Various loose papers including a newspaper article, 1981 World Blind Bowls Tournament programme, British Airways flight menu signed by the crew for the Blind Bowls team, a photograph and a history of the NABA
This collection of papers provides various information on blind bowls and the charity work undertaken by the Mentone Bowls club.

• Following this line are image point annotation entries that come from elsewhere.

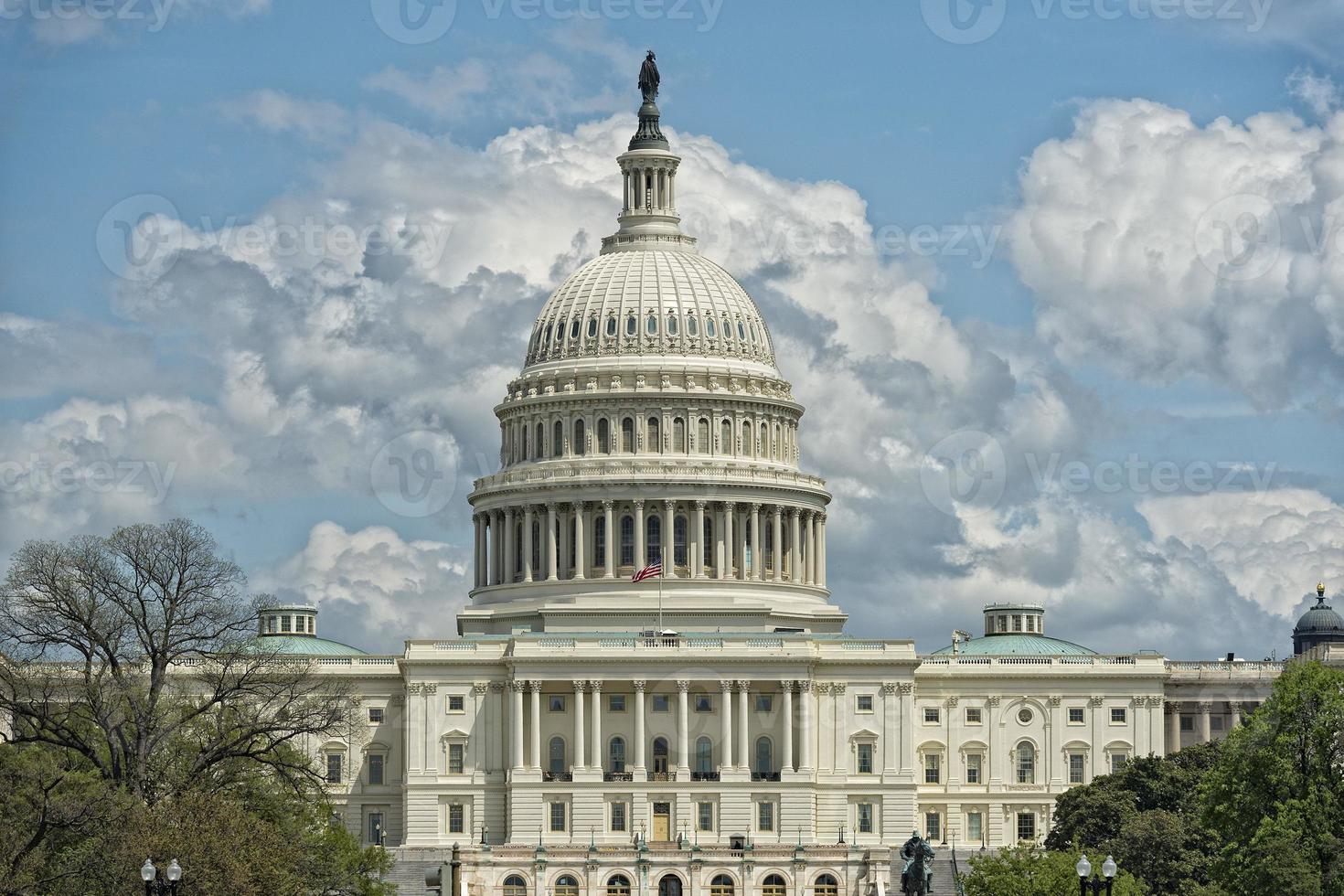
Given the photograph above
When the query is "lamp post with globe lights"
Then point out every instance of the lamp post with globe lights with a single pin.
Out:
(156, 885)
(1098, 883)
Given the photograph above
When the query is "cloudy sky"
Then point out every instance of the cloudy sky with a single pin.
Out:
(1061, 283)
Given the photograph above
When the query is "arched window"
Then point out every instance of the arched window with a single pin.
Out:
(600, 541)
(763, 756)
(1026, 763)
(626, 540)
(703, 755)
(654, 539)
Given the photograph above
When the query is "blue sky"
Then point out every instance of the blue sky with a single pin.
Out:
(238, 109)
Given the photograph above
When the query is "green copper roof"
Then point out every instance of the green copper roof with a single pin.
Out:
(1006, 645)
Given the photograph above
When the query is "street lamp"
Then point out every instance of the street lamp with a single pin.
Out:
(1097, 884)
(156, 887)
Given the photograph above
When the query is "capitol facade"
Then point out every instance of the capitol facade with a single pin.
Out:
(714, 730)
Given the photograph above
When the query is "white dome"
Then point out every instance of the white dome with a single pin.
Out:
(651, 301)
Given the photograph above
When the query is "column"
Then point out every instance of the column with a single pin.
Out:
(778, 543)
(698, 540)
(757, 554)
(551, 566)
(808, 733)
(581, 552)
(595, 687)
(683, 726)
(527, 543)
(577, 759)
(726, 726)
(517, 700)
(638, 723)
(609, 538)
(743, 736)
(640, 561)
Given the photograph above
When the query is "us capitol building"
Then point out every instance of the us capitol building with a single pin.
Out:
(715, 731)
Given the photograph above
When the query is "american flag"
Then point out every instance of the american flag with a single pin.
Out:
(648, 572)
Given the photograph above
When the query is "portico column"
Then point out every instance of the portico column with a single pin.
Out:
(581, 552)
(743, 736)
(683, 724)
(757, 554)
(778, 543)
(577, 761)
(638, 723)
(535, 687)
(609, 539)
(726, 726)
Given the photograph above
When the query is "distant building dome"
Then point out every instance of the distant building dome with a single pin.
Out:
(1318, 624)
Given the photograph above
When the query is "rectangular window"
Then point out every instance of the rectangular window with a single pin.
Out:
(864, 759)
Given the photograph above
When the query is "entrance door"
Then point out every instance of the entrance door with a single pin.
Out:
(661, 822)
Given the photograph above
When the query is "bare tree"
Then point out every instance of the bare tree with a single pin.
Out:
(139, 652)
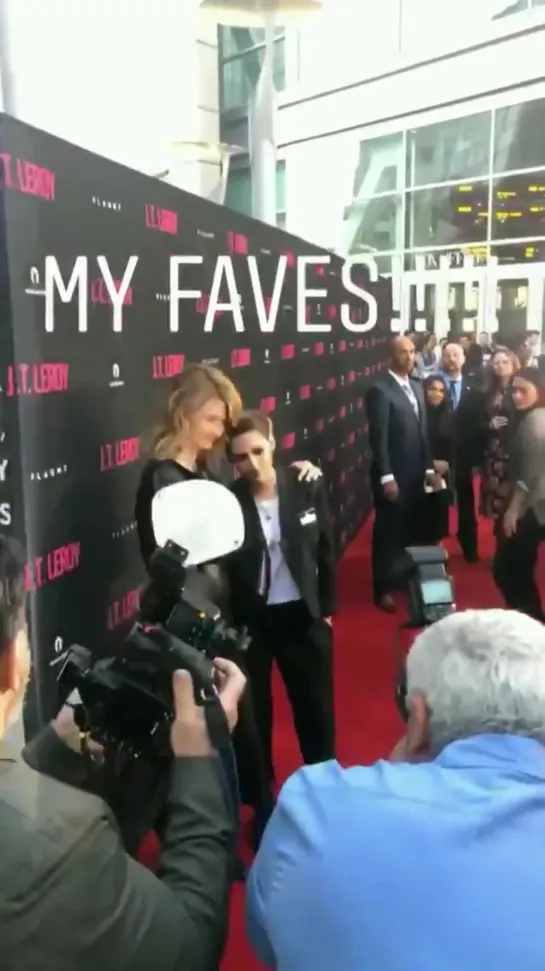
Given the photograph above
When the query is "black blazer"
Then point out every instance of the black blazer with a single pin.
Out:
(398, 438)
(308, 549)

In 1980, Clarrie Hoppitt attended a demonstration at his local club and was so impressed, that he offered his services to help teach blind people to play lawn bowls. This enthusiasm was shared by his wife Grace and together they travelled to Perth and other places to teach as outlined in both the newspaper article and Grace's recollection in this file. Grace's involvement in the 1981 World Blind Bowls Tournament held in Leicester is demonstrated in the programme, alongside the signatures that were collected from the players, coaches and helpers. Also included is a menu from the British Airways flight taken to the tournament, which was signed by the crew, and Clarrie Hoppitt's copy of 'To Teach a Blind Person to Play Bowls'.
in 1959, Albert Henry established the NABA (firstly in jest in response to a unfulfilling game of bowls, then as a charity organisation). All monies were to be directed to sick children, and the Blinded Babies fund received a good proportion of this. Over time the NABA raised $34, 683 during over 20 years of operation (1963-1982) and became a definable part of the Mentone Bowls club.